/terraform-keycloak-aws

IaC for Keycloak on AWS Fargate

Primary LanguageHCLMIT LicenseMIT

Contents

Introduction

NOTE: I spin releases for the latest Keycloak versions avoiding "dot ohs" e.g. 15.1.1+ but not 15.1.0.

Opinionated infrastructure and deployment automation for Keycloak.

  • Batteries included (network plumbing + container build/deploy) 🚀
  • Tested with latest Terraform 😍
  • Prefer fully-managed backing services (Fargate, Aurora, CloudWatch) 🥱
  • JDBC clustering and cache replication (improved HA) 🤙

Logical Diagram

NOTE: The diagram shows the default self-contained publicly-accessible service leveraging the included network module. You can also deploy an internal service (no Internet connectivity) or public service that uses your own network infrastructure. See terraform.tfvars for examples of how to select the right approach for your needs. When deploying to your own network infrastructure, read over the network module to understand how to configure network components.

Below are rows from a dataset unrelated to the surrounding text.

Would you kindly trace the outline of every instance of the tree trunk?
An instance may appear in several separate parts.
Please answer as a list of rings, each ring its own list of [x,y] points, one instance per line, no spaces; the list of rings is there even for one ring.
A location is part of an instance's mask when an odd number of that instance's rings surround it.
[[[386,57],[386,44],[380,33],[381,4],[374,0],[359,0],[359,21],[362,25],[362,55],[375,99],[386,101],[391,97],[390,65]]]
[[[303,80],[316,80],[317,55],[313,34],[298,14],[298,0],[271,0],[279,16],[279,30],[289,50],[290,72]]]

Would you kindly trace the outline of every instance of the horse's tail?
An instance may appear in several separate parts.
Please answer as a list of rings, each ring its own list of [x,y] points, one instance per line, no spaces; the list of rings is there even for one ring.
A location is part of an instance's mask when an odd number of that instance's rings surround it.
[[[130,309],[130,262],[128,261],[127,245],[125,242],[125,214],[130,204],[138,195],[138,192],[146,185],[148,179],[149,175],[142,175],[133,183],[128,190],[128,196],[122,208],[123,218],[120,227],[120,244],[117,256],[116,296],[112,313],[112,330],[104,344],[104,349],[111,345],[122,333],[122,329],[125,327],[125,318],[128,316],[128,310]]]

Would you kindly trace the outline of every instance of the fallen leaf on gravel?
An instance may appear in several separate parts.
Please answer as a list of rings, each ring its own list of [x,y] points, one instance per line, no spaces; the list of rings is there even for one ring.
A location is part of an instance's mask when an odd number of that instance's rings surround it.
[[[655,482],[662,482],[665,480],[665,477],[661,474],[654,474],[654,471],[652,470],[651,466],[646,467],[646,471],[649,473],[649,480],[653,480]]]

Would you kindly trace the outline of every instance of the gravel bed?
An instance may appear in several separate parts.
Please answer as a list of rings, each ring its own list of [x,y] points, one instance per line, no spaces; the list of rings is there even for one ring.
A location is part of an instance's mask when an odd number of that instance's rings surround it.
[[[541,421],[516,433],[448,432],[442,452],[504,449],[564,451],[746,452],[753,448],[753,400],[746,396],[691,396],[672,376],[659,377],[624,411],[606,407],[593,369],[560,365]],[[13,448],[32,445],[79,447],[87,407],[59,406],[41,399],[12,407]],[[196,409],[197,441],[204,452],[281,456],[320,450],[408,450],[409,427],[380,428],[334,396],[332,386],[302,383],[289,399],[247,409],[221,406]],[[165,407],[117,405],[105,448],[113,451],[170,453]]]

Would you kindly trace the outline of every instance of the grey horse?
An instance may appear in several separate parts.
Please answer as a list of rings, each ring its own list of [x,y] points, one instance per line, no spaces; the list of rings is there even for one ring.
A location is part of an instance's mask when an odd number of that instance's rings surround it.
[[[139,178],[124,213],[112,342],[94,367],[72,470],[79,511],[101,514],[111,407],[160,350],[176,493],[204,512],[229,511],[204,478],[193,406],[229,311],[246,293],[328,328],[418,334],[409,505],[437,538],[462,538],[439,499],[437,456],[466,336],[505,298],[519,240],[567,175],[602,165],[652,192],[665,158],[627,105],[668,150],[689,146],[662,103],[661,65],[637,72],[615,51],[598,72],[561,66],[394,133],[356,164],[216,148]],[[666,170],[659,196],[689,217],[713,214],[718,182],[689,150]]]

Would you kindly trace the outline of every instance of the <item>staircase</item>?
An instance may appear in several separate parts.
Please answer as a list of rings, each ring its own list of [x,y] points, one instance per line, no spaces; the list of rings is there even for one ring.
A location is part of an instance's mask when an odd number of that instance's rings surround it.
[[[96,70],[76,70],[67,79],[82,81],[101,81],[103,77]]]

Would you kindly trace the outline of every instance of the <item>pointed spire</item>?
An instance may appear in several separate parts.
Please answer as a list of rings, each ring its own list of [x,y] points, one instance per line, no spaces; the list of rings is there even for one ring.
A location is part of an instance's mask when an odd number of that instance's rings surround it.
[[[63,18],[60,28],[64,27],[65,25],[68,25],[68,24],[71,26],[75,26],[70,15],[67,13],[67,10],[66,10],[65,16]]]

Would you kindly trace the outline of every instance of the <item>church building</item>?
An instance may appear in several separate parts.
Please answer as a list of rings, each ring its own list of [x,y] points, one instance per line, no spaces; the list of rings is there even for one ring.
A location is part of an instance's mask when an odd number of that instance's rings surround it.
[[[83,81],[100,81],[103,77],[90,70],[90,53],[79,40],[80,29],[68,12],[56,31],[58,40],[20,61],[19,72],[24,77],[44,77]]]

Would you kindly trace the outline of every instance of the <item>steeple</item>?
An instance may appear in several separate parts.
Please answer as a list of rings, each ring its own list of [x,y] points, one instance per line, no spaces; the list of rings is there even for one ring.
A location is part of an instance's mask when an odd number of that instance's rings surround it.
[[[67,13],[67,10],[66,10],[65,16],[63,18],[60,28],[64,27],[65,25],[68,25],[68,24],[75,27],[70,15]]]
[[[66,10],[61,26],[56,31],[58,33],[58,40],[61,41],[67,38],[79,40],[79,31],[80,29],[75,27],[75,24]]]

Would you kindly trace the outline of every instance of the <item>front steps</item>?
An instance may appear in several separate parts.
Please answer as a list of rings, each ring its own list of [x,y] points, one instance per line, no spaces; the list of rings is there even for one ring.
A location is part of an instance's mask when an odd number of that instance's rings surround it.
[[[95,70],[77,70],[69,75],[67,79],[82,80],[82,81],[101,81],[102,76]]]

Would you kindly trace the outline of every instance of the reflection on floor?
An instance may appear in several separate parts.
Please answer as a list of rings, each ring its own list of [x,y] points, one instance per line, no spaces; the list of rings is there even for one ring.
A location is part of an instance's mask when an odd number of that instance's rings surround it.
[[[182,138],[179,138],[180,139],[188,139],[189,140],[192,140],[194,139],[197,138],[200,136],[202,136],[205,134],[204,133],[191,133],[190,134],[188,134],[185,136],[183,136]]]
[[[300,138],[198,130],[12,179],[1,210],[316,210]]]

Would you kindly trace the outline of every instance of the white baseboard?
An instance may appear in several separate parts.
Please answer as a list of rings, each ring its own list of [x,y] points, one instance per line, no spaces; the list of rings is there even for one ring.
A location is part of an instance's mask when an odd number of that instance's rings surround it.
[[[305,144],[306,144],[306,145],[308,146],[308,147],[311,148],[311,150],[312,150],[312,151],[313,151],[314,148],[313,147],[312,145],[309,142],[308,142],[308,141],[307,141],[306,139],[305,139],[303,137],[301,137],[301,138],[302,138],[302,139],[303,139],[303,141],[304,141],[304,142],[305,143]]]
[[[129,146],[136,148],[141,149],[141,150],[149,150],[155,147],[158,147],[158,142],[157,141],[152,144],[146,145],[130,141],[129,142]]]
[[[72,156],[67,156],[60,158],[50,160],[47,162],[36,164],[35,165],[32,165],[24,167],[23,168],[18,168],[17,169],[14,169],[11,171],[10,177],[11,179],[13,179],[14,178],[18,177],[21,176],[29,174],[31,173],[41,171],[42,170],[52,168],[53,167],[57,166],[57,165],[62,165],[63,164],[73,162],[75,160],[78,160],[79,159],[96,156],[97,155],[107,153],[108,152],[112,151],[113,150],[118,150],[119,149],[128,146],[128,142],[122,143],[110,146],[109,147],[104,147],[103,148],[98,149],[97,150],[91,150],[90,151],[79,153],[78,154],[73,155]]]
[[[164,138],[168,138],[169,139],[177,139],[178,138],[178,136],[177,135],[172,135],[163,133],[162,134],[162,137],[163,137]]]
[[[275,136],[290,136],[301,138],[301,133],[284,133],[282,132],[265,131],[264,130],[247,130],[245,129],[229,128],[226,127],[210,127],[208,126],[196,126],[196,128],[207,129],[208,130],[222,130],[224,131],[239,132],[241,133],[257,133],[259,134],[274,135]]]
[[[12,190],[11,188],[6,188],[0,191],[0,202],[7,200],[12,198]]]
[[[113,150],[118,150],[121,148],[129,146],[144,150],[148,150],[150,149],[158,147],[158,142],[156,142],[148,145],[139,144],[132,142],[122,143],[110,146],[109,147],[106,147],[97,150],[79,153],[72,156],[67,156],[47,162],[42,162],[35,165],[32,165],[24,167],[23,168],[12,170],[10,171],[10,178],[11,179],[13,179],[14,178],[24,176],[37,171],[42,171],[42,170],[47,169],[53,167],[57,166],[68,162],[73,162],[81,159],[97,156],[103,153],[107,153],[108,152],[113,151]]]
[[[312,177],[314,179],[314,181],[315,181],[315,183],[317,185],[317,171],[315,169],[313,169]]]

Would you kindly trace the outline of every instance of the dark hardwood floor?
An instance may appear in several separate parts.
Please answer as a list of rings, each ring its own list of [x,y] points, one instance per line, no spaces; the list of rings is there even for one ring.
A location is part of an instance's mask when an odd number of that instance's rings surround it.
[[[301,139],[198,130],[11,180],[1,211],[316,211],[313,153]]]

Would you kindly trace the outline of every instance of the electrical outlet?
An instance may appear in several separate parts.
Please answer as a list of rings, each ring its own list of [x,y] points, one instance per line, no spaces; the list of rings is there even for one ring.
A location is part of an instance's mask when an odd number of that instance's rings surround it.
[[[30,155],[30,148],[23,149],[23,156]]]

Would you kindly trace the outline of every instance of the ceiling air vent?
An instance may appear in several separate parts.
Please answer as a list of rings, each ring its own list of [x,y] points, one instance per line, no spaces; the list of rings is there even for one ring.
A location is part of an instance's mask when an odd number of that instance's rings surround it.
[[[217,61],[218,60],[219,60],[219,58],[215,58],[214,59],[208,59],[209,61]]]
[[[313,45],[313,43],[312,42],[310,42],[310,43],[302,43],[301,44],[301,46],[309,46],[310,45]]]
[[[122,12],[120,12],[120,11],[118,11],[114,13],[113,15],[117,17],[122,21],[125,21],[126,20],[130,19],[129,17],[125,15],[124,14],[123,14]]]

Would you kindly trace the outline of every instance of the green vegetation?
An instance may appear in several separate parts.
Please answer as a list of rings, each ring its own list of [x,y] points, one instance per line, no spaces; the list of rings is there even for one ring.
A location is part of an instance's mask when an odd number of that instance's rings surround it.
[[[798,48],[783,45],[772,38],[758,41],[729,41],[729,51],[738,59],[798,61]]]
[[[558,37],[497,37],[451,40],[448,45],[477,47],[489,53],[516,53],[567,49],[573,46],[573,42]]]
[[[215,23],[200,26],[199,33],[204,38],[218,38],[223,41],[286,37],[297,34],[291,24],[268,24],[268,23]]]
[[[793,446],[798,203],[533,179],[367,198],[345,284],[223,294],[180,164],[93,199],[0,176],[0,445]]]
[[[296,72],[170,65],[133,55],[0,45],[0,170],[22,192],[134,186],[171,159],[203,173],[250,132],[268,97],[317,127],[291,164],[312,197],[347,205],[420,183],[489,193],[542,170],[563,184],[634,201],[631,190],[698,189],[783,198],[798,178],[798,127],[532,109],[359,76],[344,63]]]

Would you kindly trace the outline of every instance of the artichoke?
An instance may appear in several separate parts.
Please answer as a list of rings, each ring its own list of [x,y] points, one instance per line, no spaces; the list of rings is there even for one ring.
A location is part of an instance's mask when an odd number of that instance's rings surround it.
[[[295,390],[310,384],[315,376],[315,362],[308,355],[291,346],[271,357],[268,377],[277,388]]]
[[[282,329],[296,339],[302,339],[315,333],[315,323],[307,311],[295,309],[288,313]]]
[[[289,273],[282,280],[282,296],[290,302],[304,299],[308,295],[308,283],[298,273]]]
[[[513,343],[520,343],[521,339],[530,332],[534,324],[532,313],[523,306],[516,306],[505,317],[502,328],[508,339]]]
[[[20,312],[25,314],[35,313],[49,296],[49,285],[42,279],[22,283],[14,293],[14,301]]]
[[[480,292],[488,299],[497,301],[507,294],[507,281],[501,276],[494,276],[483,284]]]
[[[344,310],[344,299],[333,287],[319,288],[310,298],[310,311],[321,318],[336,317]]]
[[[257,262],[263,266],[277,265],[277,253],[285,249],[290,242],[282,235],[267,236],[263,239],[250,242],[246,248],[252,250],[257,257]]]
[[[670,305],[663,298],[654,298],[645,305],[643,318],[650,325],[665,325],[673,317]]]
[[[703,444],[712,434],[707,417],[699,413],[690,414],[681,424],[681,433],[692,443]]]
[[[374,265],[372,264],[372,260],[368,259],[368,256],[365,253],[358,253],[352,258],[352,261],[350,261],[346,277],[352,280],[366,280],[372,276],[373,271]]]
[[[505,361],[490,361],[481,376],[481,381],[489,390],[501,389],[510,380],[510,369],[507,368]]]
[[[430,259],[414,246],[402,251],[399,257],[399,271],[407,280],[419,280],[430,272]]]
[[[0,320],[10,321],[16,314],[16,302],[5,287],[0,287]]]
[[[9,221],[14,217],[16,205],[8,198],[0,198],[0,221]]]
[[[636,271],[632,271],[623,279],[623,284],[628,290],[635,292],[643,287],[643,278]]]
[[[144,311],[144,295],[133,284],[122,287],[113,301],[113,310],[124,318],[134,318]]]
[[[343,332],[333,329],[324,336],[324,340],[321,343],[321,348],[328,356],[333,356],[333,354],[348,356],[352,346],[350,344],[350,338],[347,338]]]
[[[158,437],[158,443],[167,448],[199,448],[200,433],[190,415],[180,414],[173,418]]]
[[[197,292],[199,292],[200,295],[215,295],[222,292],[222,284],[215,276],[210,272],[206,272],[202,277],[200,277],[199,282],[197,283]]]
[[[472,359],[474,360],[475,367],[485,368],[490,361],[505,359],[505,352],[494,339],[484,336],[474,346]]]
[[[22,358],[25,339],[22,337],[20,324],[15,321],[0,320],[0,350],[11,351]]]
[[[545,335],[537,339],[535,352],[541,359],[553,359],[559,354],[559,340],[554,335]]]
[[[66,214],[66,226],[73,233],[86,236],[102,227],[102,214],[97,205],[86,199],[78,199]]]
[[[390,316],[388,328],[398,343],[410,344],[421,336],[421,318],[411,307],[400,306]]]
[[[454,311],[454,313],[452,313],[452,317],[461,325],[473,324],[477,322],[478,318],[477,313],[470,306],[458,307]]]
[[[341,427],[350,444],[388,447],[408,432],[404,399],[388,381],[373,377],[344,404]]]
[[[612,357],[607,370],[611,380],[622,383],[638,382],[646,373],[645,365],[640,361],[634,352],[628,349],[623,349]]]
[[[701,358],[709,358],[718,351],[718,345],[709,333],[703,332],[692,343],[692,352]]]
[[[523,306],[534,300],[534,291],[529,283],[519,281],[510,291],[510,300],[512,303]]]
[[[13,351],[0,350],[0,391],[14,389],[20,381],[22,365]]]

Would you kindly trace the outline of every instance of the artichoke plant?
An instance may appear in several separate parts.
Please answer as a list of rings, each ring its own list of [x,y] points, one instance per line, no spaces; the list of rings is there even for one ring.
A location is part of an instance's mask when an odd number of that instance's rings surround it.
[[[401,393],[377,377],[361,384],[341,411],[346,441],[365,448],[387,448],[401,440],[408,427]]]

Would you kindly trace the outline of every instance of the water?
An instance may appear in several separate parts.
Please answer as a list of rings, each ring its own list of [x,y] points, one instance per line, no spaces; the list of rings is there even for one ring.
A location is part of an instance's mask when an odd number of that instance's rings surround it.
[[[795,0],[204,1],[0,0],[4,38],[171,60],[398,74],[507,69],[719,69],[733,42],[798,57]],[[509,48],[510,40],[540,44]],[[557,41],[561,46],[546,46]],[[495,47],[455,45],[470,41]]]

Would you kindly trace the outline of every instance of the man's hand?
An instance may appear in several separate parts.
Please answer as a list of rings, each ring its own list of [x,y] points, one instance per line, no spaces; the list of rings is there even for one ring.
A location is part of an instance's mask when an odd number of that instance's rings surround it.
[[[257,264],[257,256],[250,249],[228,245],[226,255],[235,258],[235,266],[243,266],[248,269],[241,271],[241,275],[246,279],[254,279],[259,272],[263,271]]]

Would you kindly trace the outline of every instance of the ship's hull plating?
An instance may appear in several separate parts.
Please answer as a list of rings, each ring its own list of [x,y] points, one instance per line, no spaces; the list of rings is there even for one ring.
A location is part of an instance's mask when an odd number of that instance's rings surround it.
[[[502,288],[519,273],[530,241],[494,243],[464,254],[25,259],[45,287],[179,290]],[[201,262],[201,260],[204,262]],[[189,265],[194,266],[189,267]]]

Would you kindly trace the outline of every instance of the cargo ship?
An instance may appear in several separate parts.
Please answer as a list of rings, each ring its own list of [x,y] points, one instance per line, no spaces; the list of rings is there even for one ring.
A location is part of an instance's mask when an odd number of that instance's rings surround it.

Psst: Need IaC for your Keycloak clients?

Prerequisites

  • aws v2 CLI
  • aws-vault installed and configured
  • Docker (container build/deploy)
  • UNIX-like OS (tested on Linux and MacOS)

Workflow

The basic workflow relies on make to reduce typing toil. If you are just getting started, refer to the bootstrapping guide.

# Create new environment
$ cd environments
$ ./mkenv -e <env_name>
$ cd <env_name>
$ make all

# Update existing environment
$ cd environments/<env_name>
$ vi terraform.tfvars # edit as needed...
$ make update

# Destroy environment
$ cd environments/<env_name>
$ make destroy
# type 'yes' to confirm

# Build Keycloak container and deploy
$ cd build
$ make all ENV=<env_name>

Monitoring

Since monitoring approaches vary, I've avoided codifying monitoring-specific opinions to avoid adding cost and complexity. In combination with external synthetics and metrics, you may want to extend this with sidecar containers to provide enhanced monitoring. An example of how to do that with Datadog is included for reference. When adding sidecars, you will need to adjust CPU and memory reservations appropriately. For Datadog, you need to reserve an additional 256 CPU units and 512MB of memory.

Opinions

Similar to popular frameworks, bootstrap time is reduced by encapsulating technical opinions. This gets functional infrastructure online quickly and consistently. However, you can easily adjust these as needed. This section calls out key design choices.

Don't Re-Invent the Wheel

The Keycloak module itself wraps only a few AWS Terraform primitives, preferring trusted registry modules. Avoiding bespoke solutions where community-tested options exist improves quality and reduces maintenance overhead.

We have contributed to many of these modules ourselves, and leverage them for production infrastructure. We've taken the time to read the module source, understand how they work, and reason about the choices they've made. You should do the same. Dependencies are conveniently linked in References.

An Exception to Every Rule

While there are a number of modules to create AWS network resources, networking is an exception to the re-use rule above. The provided network module is simplistic, but adequate and easy to adjust based on your requirements.

It is meant to serve two purposes: a starting point to get new environments online quickly, and interface documentation. Taking it's outputs as an example, you can easily provide similar inputs via configuration from existing infrastructure or a module of your choice.

Encrypt Everything

Whether ALB listeners, ECR, RDS, or remote state... anything that can have encryption enabled does by default. Aside from belief in the cypherpunk motto, this is due to the fact Keycloak is a security service.

The one exception today is intra-VPC traffic between the ALB and ECS containers. Fixing this so service traffic is FULLY encrypted is on the TODO list (PRs welcome).

Aside from just "turning it on", thought is being given to cert management, workflow, etc. For example, a sidecar proxy integrated with Let's Encrypt would be more up-front complexity but not require updating container trust stores, worrying about renewals, etc.

Reduce Cognitive Load

Upstream defaults are used when sensible. Settings unlikely to change in the typical case have local defaults or are hard-coded (e.g. DB port number). The goal is to reduce cognitive load, but these are only opinions that you can override.

The included standalone-ha.xml and docker-entrypoint.sh have been adjusted to work with ECS out of the box. These should generally suffice, but may need adjusted based on your requirements. You might also want to toggle different feature flags, which are controlled in profile.properties.

TODO

  • Terratests
  • ALB -> ECS TLS
  • Performance test automation + baseline
  • Multi-region support
  • MySQL support

Dependencies

References

Abandon hope all ye who enter here... :-)

FAQ

Q: The target group with targetGroupArn <arn> does not have an associated load balancer.

A: This is rare, but if it happens to you just re-run make all (double apply), perhaps waiting a few minutes in between.

Q: How do I get support?

A: Open GitHub issues. If there's a bug you know how to fix, also open a PR and link it in your issue.